For the residents of the Palamoola tribal colony in Pulpally village where Chandran lives, the incident has brought back memories of 2010, when a number of tribal people in the Wayanad region were forced to undergo sterilization without their knowledge and consent.
“I had gone for work that day and this official from health department told me I have to undergo some blood tests so that they could prescribe vaccinations. Although I did not understand anything, I went with him to Primary Health Centre. On the way he asked me to tell the doctor that I have two children, even though I don’t have any,” Chandran told The News Minute.
He says he was made to sign some papers at the health center before the procedure was carried out.
“The doctor asked me to lie down on a bed and gave me an injection. After that I was not fully conscious, but could hear some sounds around. When I got up they asked me to go home and even gave me Rs 1000,” said Chandran.

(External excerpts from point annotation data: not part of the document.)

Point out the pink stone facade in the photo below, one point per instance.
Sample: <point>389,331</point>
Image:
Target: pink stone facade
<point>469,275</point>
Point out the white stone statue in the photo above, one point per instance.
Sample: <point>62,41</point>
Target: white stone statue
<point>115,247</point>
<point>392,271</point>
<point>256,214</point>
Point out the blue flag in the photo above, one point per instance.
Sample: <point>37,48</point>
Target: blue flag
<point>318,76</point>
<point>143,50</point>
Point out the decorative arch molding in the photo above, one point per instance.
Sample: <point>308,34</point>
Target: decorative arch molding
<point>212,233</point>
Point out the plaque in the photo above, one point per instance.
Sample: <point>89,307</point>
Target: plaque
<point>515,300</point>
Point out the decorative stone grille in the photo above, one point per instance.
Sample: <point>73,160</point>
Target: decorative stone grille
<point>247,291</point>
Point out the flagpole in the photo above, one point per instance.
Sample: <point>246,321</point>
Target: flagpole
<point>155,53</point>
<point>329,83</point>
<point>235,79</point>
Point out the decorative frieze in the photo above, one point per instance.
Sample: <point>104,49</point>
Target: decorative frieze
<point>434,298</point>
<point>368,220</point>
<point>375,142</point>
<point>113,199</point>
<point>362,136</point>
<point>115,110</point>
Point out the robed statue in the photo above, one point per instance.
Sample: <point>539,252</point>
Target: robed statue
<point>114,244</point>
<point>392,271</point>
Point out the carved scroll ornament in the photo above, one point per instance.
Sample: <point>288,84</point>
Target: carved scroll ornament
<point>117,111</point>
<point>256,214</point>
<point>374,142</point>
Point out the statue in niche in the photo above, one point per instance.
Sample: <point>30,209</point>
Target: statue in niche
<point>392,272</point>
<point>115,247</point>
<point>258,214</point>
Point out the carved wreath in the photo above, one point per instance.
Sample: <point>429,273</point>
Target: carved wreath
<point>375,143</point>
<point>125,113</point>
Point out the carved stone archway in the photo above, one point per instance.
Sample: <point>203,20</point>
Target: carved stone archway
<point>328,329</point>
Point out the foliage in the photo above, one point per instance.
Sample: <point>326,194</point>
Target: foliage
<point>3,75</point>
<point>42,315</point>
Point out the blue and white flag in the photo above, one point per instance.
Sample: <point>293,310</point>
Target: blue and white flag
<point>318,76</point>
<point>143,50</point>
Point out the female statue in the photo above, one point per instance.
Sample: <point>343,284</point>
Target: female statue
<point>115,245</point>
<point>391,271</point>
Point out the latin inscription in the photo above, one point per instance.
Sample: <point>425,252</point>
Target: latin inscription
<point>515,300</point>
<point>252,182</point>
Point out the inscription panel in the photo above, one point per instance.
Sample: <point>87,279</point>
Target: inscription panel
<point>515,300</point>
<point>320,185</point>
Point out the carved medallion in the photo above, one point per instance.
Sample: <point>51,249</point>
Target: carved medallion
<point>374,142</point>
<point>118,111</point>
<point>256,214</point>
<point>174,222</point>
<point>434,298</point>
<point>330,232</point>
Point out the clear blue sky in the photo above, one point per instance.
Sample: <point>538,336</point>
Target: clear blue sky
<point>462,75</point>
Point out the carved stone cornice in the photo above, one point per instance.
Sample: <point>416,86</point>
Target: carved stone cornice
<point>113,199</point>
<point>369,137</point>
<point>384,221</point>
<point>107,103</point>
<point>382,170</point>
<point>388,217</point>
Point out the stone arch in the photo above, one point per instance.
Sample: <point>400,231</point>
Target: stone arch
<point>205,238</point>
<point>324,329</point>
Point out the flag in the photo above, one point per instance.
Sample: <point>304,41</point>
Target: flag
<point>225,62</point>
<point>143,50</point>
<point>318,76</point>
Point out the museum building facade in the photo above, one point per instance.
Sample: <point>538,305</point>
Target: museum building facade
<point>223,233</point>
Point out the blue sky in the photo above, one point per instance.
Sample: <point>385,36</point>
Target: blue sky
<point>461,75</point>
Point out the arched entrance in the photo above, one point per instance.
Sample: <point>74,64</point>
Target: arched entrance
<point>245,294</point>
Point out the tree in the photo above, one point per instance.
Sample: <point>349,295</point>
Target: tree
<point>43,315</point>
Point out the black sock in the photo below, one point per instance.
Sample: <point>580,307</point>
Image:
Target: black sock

Chandran’s family learned of it only the next day when he felt unwell and tired and they took him to the hospital in Mananthavady.
Local Panchayat member K Premarajan, told The News Minute that doctors of Mananthavady government hospital confirmed that Chandran had undergone vasectomy and said that it was a major lapse on the part of health officials.
“Chandran had signed some papers that he was not able to read properly. That’s why they’re claiming that Chandran was well aware about the operation,” Premarajan says.
However, Premarajan thinks that the case may have been one of mistaken identity. “The junior health official who took him to the hospital may have mistaken Chandran for another man by the same name in the colony who has six children,” Premarajan says.
However Junior Health Inspector Pradeep Kumar who took Chandran to the PHC for sterilisation claims that Chandran was not kept in the dark. “He was aware of the procedure and approached me. That is why we helped him to undergo vasectomy,” Pradeep claims.
Pradeep told The News Minute that the health department encourages vasectomy because “tribal families don’t follow proper family structure. They have many relationships which increases the number of children in the colonies. Many children in the tribal colonies are abandoned and there is no one to look after them. That is why we create awareness about vasectomy,” he said.
He says that health workers are given vasectomy targets and in case something is botched up, it is the junior officers who are made scape goats.
The state government officially maintains that they do have sterilization targets to achieve, but according to health officials and workers the targets are “unofficial”.
“We do everything according to the department’s directive. But when such incidents occur, only one side (the ground level workers’ fault) is projected. The department gives us weekly or monthly targets for vasectomies. But we don’t force anyone to do so. We just create awareness,” said Pradeep.
In November 2010, vasectomies were performed on 32 tribal men without their consent. In 2012 the Kerala High Court had sought an explanation from the government on vasectomies.